Quase intuitivamente a família é identificada exclusivamente como a
relação entre um homem e uma mulher constituída pelos sagrados laços do
matrimônio. É tão arraigada essa ideia que a Constituição ao assegurar
proteção especial à família e ao casamento, nada diz sobre a diversidade do
sexo par. O Código Civil, quando trata do casamento, não exige que o casal
seja formado por pessoas de sexo diferente. Assim, na ausência de violação
constitucional ou legal, não há impedimento do casamento homoafetivo.
(DIAS, 2015, p. 271)
Essa ausência de leis para a regulamentação das uniões homoafetivas, não
significa uma falta de direito, este existe, e é o caminho para o
reconhecimento desses relacionamentos, que na maioria das vezes são
discriminados e marginalizados.
Neste contexto, foi elaborado o estatuto da diversidade sexual, que visa
promover a inclusão de todos, no combate à discriminação e a intolerância
por orientação sexual ou identidade de gênero, além de buscar criminalizar
a homofobia, insta observar que esses são os embasamentos notórios para a
efetiva fundamentação de um direito homoafetivo.
A Constituição, em seu artigo 5º, promove a efetivação deste direito:
“todos são iguais perante a lei, sem distinção de qualquer natureza.” Desta
forma, portanto, é proclamado o compromisso do Estado para com o
cidadão. A constituição garante o respeito à dignidade da pessoa humana,
além dos princípios de igualdade e de liberdade, concedendo proteção a
todos, vedando a discriminação e preconceito por uma série de motivos, e
entre eles pelo sexo.

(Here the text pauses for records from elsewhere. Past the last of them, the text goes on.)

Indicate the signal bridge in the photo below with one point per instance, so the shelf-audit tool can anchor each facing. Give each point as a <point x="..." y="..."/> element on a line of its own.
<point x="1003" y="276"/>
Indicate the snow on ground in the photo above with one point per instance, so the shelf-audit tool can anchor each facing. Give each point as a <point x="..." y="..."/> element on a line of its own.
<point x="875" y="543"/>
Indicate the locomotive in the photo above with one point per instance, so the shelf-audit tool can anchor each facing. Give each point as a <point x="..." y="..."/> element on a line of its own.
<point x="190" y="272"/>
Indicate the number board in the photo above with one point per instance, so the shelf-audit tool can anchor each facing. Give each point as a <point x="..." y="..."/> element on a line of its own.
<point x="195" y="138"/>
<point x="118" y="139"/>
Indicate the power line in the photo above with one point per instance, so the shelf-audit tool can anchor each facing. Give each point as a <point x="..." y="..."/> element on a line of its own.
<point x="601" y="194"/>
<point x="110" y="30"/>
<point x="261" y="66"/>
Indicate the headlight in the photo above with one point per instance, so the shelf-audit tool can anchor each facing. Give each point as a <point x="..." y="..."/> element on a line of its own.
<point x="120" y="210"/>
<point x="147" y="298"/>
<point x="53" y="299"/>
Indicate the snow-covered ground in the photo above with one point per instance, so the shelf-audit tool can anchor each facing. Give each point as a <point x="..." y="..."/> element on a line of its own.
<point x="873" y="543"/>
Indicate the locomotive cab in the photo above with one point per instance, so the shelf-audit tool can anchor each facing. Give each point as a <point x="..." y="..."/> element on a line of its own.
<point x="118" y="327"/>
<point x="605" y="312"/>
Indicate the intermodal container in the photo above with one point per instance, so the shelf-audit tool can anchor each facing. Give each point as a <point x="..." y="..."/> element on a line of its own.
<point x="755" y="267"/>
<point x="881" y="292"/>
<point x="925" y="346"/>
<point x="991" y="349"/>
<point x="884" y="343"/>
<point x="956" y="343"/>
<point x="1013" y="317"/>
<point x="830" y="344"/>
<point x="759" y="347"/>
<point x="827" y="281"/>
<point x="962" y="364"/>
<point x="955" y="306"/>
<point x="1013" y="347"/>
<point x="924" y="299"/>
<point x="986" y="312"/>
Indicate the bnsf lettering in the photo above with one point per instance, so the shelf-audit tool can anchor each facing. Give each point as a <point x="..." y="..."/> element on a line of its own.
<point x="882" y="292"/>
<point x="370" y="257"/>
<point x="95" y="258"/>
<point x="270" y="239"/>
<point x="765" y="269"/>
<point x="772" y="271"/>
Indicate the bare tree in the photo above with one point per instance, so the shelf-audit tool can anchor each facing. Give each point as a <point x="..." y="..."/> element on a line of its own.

Também assegura o exercício dos direitos sociais e
individuais, a liberdade, a segurança, o bem-estar, o desenvolvimento, a
igualdade e a justiça como valores supremos de uma sociedade fraterna,
pluralista e sem preconceitos.
Nossa carta constitucional, enveredando pelos fatos diários da sociedade e
sua evolução, trouxe o conceito de entidade familiar, como sendo o
reconhecimento da existência de relações afetivas fora do casamento,
deixando desta forma de emprestar especial proteção apenas ao casamento.
A entidade familiar preenche os requisitos de afetividade, estabilidade, e
ostensividade, merecendo, portanto, tutela legal.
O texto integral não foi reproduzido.